DeWitt Clinton Hunter

DeWitt Clinton Hunter

The third of David and Margaret (McBride) Hunter’s four sons, born August 2, 1830, was named DeWitt Clinton, after the builder of the Erie Canal. He was born while the family’s western progress found them in Illinois in 1830, but by 1837 they were in Dade County, Missouri, where his father, David Hunter, was a justice of the peace. When northern Dade was divided off as Cedar County in 1845, David became one of its first judges of the county court. DeWitt grew up on the home farm in southern Cedar County, and in 1850 headed for the California goldfields. He spent four years in the mines and met with moderate success, but he grew homesick, came back to Cedar County in 1854, and moved on over into Vernon County the same year. He clerked for a time in a store, and nothing is known of his schooling, but his natural qualifications became recognized and he was appointed the first circuit and county clerk (Brophy, 2005).
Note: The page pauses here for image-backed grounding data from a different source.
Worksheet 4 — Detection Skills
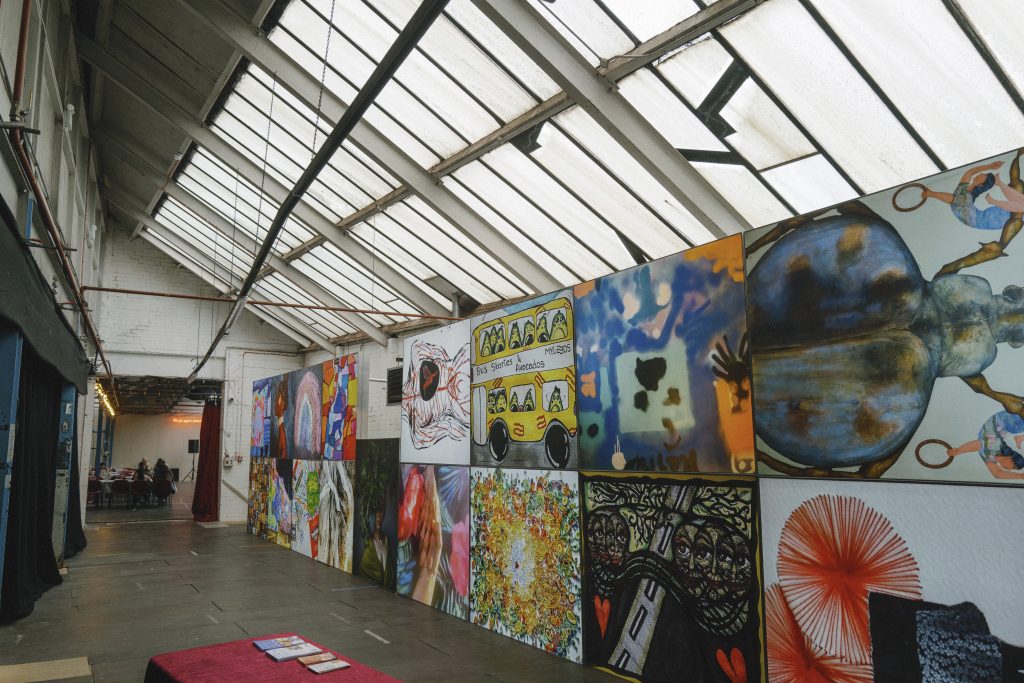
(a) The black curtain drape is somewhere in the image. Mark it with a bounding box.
[0,344,63,621]
[64,434,87,560]
[191,403,221,523]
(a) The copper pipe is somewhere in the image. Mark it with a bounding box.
[9,0,117,399]
[79,285,464,321]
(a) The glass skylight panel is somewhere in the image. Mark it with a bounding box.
[720,80,816,171]
[957,0,1024,102]
[657,37,732,106]
[261,273,356,337]
[445,1,560,101]
[599,0,701,43]
[556,107,718,245]
[293,252,406,326]
[719,0,939,192]
[529,0,634,66]
[692,162,792,227]
[455,150,631,277]
[527,123,688,258]
[304,243,407,309]
[617,69,729,152]
[442,178,577,287]
[808,0,1024,168]
[762,154,857,214]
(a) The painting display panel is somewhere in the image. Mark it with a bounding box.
[354,439,400,590]
[246,456,270,538]
[289,365,324,460]
[267,458,292,548]
[397,464,470,619]
[575,236,753,474]
[581,472,761,682]
[251,378,271,457]
[317,460,355,572]
[746,150,1024,483]
[322,355,357,461]
[469,468,582,662]
[291,460,321,559]
[470,291,578,469]
[760,478,1024,681]
[269,374,290,460]
[401,321,471,465]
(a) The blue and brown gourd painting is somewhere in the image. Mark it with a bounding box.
[746,149,1024,481]
[574,234,754,474]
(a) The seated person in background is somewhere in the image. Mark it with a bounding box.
[135,458,152,481]
[153,458,176,493]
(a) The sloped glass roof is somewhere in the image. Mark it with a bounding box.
[140,0,1024,347]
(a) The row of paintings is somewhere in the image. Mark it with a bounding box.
[248,449,1024,681]
[398,150,1024,487]
[252,355,357,461]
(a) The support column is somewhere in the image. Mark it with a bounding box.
[94,409,105,476]
[0,329,24,595]
[51,384,76,562]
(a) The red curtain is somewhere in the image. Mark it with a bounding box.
[191,403,221,522]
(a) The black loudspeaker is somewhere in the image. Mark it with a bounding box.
[188,439,200,454]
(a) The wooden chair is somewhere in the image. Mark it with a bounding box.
[110,479,131,508]
[87,479,103,508]
[153,479,174,507]
[131,479,151,508]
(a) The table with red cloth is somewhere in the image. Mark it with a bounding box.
[144,633,401,682]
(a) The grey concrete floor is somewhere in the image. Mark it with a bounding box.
[0,520,619,682]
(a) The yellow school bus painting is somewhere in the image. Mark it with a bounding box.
[471,292,577,468]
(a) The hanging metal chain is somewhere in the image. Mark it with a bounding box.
[254,74,278,252]
[310,0,338,161]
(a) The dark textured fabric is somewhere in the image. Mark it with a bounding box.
[191,404,221,522]
[0,194,89,394]
[144,633,400,682]
[0,346,63,621]
[63,434,87,560]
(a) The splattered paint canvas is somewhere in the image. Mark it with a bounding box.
[354,439,400,590]
[470,291,577,469]
[760,478,1024,681]
[401,321,471,465]
[322,355,357,461]
[397,464,470,618]
[246,456,270,539]
[317,460,355,572]
[469,468,582,662]
[746,150,1024,483]
[291,460,320,559]
[575,235,753,474]
[581,472,761,682]
[270,374,290,460]
[267,458,292,548]
[251,378,271,457]
[289,365,324,460]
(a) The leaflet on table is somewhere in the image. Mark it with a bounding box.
[309,660,351,674]
[298,652,336,666]
[265,643,323,661]
[252,636,305,651]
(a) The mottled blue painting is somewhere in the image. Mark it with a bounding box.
[574,235,753,473]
Vernon County was just getting organized, and young Hunter was present at the creation. This was the memorable 1855 first meeting of the county court in Noah Caton’s log cabin home three miles north of the present Nevada Square. Locating and naming a county seat was a first order of business. The Nevada neighborhood had acquired the name “Fairview,” for its glades of white oaks, but when the name was proposed, Hunter pointed out that a Cass County post office already bore it. “Well, then, Hunter,” the judges retorted, “you give it a name.” Hunter had spent his California years around Nevada City, and had pleasant memories of that Sierra town. He proposed the name, Nevada City, and the court, after turning over the idea, decided they liked it and adopted it (Brophy, 2005).

Hunter, also deputy county surveyor, was hustled off to lay out the new town. In May 1856 he began work on a house southwest of the Square. A. G. Anderson had earlier begun work on a “storehouse,” but his structure was blown away in a windstorm, so Hunter’s frame home was the first building to be completed in Nevada. Hunter’s house was used for a courthouse when court was first held-in Nevada, and Hunter built a smokehouse in which he allowed the grand jury to deliberate (Brophy, 2005)!
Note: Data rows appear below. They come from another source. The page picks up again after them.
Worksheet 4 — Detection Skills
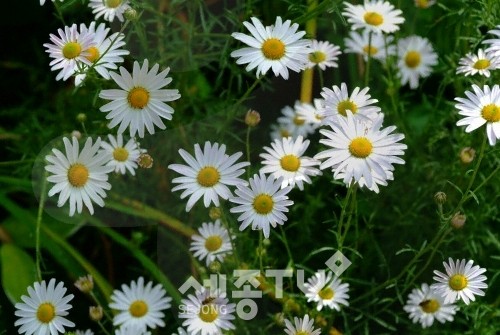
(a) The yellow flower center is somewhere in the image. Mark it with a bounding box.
[449,274,468,291]
[363,45,378,56]
[481,104,500,122]
[419,299,440,313]
[280,154,301,172]
[415,0,429,8]
[405,51,421,68]
[261,38,286,60]
[197,166,220,187]
[363,12,384,26]
[106,0,122,8]
[36,303,56,323]
[318,287,334,300]
[349,137,373,158]
[86,46,100,63]
[293,116,305,125]
[280,129,291,138]
[199,304,218,323]
[253,194,274,214]
[309,51,326,64]
[129,300,148,318]
[67,163,89,188]
[204,235,223,252]
[62,42,82,59]
[113,147,129,162]
[127,87,150,109]
[337,100,358,116]
[296,332,310,335]
[473,59,491,70]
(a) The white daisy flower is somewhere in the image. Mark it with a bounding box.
[14,278,75,335]
[109,277,172,331]
[100,134,145,176]
[432,258,488,305]
[456,49,500,78]
[343,0,405,34]
[99,59,181,138]
[337,168,394,194]
[304,271,350,311]
[295,99,325,127]
[43,24,95,81]
[403,283,458,329]
[45,136,113,216]
[190,219,233,266]
[88,0,131,23]
[414,0,436,8]
[115,324,151,335]
[179,288,236,335]
[315,112,407,189]
[277,104,316,139]
[455,84,500,146]
[259,135,321,190]
[344,30,395,62]
[76,330,94,335]
[284,314,321,335]
[397,35,438,89]
[169,142,249,212]
[306,40,342,70]
[483,25,500,57]
[231,16,311,79]
[270,121,295,141]
[230,173,294,239]
[320,82,381,124]
[75,22,130,86]
[40,0,64,6]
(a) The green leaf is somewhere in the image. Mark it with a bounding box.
[0,244,37,304]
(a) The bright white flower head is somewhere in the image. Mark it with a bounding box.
[277,104,316,139]
[455,84,500,146]
[45,137,113,216]
[456,49,500,78]
[284,314,321,335]
[14,278,75,335]
[230,173,294,239]
[414,0,436,8]
[115,324,151,335]
[99,59,181,138]
[75,22,129,86]
[179,288,236,335]
[337,168,394,194]
[259,135,321,190]
[40,0,64,6]
[109,277,172,332]
[88,0,131,22]
[343,0,405,34]
[231,16,311,79]
[169,142,249,212]
[190,220,234,266]
[315,112,407,190]
[344,30,395,62]
[483,25,500,57]
[397,35,438,89]
[295,99,325,127]
[43,24,95,81]
[404,283,458,329]
[304,271,350,311]
[320,82,381,125]
[306,40,342,70]
[432,258,487,305]
[100,134,145,176]
[76,330,94,335]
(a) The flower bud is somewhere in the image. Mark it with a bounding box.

About this time Hunter married M. Kate Blake, and the Hunters became the first resident Nevadans. Miss Blake was also a Cedar Countian, the daughter of Dr. William G. Blake. Hunter was assigned to design and superintend a new courthouse. Election confirmed his appointment as circuit and county clerk. The Federal government appointed him Nevada’s first postmaster. In 1858 he was admitted to the bar, becoming Nevada’s first attorney. He was a charter member of the Osage Lodge No. 303, A.F. & A.M. (Masons), and a founding member of two local churches, the First Christian, and later, the Seventh-day Adventist, after he became a member and an able defender of the teachings of that body (Brophy, 2005).
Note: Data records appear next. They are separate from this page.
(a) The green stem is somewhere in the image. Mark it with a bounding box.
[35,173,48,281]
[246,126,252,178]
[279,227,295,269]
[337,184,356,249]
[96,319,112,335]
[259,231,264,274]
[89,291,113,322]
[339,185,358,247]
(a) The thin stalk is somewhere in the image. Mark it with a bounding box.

The Kansas troubles of the late 1850s led to the sending of the state’s major military force to Vernon and Bates counties, and the organizing of local militia companies. As if Hunter didn’t have enough jobs, he was commissioned a lieutenant in the company raised in Nevada. When the Civil War broke out, Hunter, a firm champion of Southern interests, promptly identified himself with the cause of the South, and entered the State service as lieutenant. Upon the reorganization of the Vernon county battalion he became colonel of the 7th cavalry regiment, Rains’ division, Missouri State Guard, and led it at the battle of Wilson’s Creek. When his term of service had expired he entered the Confederate service and in the fall of 1862 was commissioned colonel of the 11th Missouri infantry, a regiment previously recruited by him in this section of the State. He served in Arkansas under General Hindman, taking part in the battle of Prairie Grove, until February 1, 1863, when he resigned, and raising another regiment of cavalry, joined General Shelby’s brigade, with which he was identified until the close of the war. During Shelby’s raid into Missouri, when that officer was defeated at Marshall, and his force cut in two, Colonel Hunter led 500 men over 200 miles through a hostile country safely into Arkansas (Brophy, 2005).

On May 23, 1863, a company of Federal Militia from Cedar and St. Clair counties arrived in Nevada City to exact retribution for a recent ambush by local Bushwhackers. The Union Soldiers gave local residents twenty minutes to rescue their belongings before setting fire to the town. Almost all of the public, commercial, and residential buildings were destroyed in the incident. Only a few structures were spared the torch, one of them being the old Vernon County Jail (History, 1887).

Nevada City was rebuilt after the war’s end in 1865, with the name being officially changed to Nevada in 1869 (History, 1887).


Citations

Brophy, Patrick. (2005, Sep. 8). Col. DeWitt Clinton Hunter, 1830-1904, Part One. Retrieved from nevadadailymail.com.

(1887). History of Vernon County, Missouri: St. Louis: Brown & Co., pp. 646-647.